Como podrás imaginar, la multitud se volvía totalmente loca cuando aparecían de nuevo. Este tipo de programas, que además no son únicos de MTV, implican algo mucho peor que mostrar cuerpos casi desnudos al aire. Los muchachos se vestían con ropas de mujer, y viceversa. Hasta que leí Deuteronomio 22 entendí lo mala que fue aquella conducta. Hombre y mujer nos creó Dios, y él quiere que mantengamos clara la diferencia.

En la época del antiguo Israel era habitual que en otras naciones, hombres y mujeres intercambiaran papeles y vestimenta. Dios rechazó esa conducta porque era una abominación para él, algo que le desagradaba intensamente. Le disgusta que un hombre se vista de mujer, o una mujer se vista como hombre, ya que es un derivado de la homosexualidad práctica, un pecado contra el cual Dios previno a los israelitas (Levítico 18 y 20).
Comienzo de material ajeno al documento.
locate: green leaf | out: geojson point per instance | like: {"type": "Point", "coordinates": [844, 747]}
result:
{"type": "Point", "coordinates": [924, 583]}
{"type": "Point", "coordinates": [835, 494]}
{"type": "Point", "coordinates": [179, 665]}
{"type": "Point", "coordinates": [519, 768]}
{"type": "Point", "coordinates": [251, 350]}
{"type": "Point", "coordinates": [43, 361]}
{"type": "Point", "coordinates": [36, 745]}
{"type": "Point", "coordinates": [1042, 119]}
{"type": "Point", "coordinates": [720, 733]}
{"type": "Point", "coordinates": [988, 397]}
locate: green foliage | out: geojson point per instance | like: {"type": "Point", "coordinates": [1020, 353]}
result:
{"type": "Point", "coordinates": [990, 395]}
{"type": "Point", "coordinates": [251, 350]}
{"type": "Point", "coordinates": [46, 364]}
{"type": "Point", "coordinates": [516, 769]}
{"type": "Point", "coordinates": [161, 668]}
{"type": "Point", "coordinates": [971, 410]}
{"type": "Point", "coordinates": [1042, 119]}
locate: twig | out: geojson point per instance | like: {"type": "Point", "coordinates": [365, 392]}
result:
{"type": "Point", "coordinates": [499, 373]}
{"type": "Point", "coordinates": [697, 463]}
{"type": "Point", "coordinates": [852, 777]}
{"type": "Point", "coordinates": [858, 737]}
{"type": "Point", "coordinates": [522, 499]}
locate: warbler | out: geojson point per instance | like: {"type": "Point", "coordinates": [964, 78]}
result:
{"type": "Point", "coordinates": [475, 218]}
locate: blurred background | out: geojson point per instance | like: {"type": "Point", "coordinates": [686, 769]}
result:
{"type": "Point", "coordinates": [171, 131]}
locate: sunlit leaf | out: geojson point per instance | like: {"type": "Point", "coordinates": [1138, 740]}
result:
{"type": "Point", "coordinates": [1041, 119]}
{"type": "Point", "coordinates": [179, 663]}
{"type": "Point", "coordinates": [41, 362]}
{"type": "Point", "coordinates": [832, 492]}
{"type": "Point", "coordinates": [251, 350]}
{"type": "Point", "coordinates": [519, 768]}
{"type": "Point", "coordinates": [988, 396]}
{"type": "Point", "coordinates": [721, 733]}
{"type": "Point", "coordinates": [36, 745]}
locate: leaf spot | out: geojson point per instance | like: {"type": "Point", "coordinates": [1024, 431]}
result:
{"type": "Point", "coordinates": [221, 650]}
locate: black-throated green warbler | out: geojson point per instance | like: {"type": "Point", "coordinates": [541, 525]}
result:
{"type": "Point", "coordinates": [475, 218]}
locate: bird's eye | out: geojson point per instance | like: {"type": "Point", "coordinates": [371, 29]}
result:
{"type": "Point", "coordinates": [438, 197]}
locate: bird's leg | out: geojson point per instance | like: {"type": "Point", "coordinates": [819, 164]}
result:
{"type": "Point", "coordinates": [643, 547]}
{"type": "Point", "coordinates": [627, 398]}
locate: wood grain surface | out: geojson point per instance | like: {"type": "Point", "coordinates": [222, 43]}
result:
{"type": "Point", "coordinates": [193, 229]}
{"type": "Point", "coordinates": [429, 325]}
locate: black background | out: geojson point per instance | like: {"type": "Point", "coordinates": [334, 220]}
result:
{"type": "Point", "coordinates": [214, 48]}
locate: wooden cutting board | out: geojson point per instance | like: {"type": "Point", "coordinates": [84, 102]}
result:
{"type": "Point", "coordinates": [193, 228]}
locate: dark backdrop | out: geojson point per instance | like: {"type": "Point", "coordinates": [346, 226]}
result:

Hoy es casi imposible saber si la ropa de algunos diseñadores de moda es para hombre o para mujer. No la uses. Sé la persona que Dios creó, un santo y honorable hijo o hija de Dios.

NO DEJES DE LEER

Deuteronomio 22-24

Cuando leas el pasaje de hoy, recuerda que las leyes que regulaban la vida matrimonial, por ejemplo, se relacionaban específicamente con los tiempos en que vivieron los israelitas.